6. At the end of The Devil in the White City, in Notes and Sources, Larson writes: "The thing that entranced me about Chicago in the Gilded Age was the city's willingness to take on the impossible in the name of civic honor, a concept so removed from the modern psyche that two wise readers of early drafts of this book wondered why Chicago was so avid to win the world's fair in the first place" [p. 393]. What motives, in addition to "civic honor," drove Chicago to build the Fair? In what ways might the desire to "out-Eiffel Eiffel" and to show New York that Chicago was more than a meat-packing backwater be seen as problematic?
I think Chicago also had financial motives to build the fair and pride in their city to show it off as one of the biggest and best in America. "Out Eiffeling Eiffel" was problematic because American's engineers didn't step up to the task of building an engineering marvel rapidly. Showing New York that Chicago wasn't just a backwater city with a lot of growth was problematic because Chicago was just that. Chicago did not seem to be a city of culture and refinement. At least, not as it was portrayed in the book.
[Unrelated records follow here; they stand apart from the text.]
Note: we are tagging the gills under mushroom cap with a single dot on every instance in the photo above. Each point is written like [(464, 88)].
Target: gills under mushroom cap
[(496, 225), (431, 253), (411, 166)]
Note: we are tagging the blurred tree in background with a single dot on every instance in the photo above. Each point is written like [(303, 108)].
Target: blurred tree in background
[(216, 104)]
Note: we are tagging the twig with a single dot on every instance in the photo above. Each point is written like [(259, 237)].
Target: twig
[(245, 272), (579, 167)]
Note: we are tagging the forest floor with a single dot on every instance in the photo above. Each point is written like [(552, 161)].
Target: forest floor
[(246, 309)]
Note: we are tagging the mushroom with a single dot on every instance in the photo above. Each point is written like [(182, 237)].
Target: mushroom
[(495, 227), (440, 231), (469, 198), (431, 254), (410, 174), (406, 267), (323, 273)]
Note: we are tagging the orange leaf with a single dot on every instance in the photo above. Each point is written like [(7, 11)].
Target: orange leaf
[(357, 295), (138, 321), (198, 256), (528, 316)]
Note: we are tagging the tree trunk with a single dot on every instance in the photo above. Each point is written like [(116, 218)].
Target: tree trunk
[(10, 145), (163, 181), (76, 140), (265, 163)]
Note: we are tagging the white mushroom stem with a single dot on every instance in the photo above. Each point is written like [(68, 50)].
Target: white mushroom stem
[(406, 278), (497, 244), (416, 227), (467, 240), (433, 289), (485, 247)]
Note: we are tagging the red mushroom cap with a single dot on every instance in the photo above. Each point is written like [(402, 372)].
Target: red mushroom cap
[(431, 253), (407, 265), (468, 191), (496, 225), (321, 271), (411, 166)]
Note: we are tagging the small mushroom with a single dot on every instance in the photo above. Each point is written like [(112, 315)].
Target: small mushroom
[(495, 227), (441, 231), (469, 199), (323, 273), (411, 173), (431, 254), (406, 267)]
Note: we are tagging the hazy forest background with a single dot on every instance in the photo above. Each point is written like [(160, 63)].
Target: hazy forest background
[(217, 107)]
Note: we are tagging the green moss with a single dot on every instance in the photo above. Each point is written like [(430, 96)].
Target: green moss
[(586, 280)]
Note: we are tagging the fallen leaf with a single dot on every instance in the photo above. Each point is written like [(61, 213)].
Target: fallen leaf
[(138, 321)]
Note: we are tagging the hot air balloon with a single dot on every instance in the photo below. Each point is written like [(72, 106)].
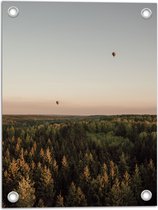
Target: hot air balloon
[(113, 54)]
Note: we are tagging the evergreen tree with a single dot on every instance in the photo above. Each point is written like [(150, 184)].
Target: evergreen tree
[(26, 192)]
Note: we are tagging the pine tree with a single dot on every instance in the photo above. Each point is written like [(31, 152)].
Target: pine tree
[(46, 187), (26, 192), (75, 196), (60, 201)]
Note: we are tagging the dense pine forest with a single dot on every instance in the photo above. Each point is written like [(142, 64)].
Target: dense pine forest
[(79, 160)]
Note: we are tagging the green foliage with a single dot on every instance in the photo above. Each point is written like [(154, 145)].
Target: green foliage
[(79, 161)]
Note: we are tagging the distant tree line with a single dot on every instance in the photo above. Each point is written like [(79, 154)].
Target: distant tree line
[(93, 161)]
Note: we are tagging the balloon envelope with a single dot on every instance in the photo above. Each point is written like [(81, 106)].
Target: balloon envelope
[(113, 54)]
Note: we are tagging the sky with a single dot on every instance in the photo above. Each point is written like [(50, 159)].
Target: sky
[(63, 52)]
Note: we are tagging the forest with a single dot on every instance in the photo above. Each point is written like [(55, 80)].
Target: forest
[(63, 161)]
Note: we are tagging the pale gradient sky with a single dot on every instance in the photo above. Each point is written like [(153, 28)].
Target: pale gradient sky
[(62, 51)]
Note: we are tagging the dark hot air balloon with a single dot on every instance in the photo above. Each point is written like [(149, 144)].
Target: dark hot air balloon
[(113, 54)]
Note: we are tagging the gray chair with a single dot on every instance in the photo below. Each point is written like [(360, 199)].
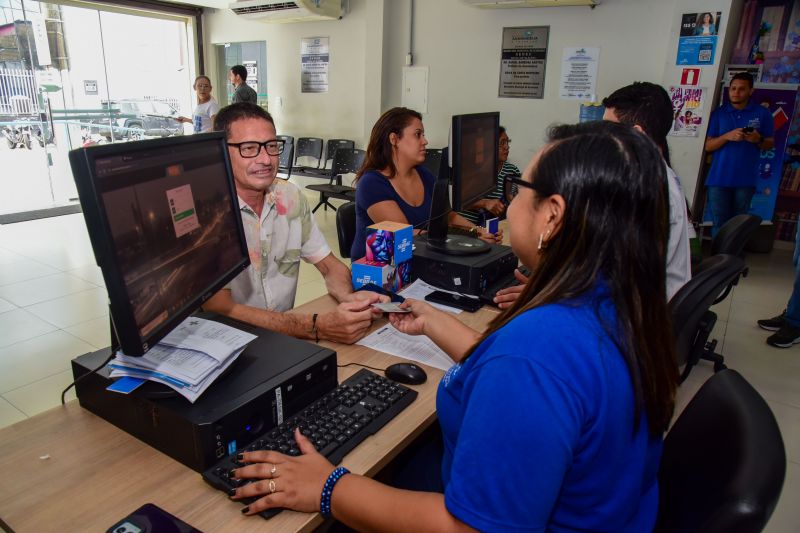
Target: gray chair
[(345, 161), (723, 463)]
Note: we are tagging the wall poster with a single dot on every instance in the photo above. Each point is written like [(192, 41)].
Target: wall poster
[(688, 103), (579, 73), (698, 39), (314, 61), (522, 62)]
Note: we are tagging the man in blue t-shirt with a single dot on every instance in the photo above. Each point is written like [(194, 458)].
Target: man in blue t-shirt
[(737, 132)]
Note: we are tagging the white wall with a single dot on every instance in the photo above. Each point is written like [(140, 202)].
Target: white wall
[(339, 113), (461, 45)]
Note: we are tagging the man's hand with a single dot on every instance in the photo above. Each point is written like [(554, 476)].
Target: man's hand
[(505, 297), (348, 323), (735, 135)]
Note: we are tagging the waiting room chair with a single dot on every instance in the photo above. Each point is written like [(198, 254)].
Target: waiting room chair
[(308, 148), (346, 227), (287, 156), (731, 240), (723, 463), (332, 146), (345, 161), (433, 158), (692, 318)]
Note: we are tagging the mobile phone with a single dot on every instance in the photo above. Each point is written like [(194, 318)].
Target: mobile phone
[(467, 303), (150, 518)]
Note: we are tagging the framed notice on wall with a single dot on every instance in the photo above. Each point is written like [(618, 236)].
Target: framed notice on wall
[(522, 62)]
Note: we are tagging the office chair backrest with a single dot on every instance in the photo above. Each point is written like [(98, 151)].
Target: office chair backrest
[(433, 158), (689, 305), (308, 147), (734, 234), (335, 144), (287, 156), (346, 227), (723, 463)]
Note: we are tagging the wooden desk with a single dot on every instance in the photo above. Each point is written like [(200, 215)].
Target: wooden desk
[(69, 470)]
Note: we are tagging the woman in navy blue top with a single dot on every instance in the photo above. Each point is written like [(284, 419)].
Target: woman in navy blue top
[(393, 185), (552, 419)]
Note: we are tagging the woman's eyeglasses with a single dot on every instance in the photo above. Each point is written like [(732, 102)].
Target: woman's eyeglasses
[(250, 149)]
7. Larson writes, "The juxtaposition of pride and unfathomed evil struck me as offering powerful insights into the nature of men and their ambitions" [p. 393]. What such insights does the book offer? What more recent stories of pride, ambition, and evil parallel those described in The Devil in the White City?
The pride and evil of Holmes? Or the pride of Burnham (and the leading men of Chicago) and the evil of Holmes? I considered the question to be asking the latter when I read it the first time. If Burnham had had less pride in the fair designed just as he wanted and viewed just as he wanted, the fair might have been more of a success both financial and for its visitors. As for Holmes, I have to wonder how so many people fell for his guises. It's hard to believe he was got away with all that he did and no one noticed at the time.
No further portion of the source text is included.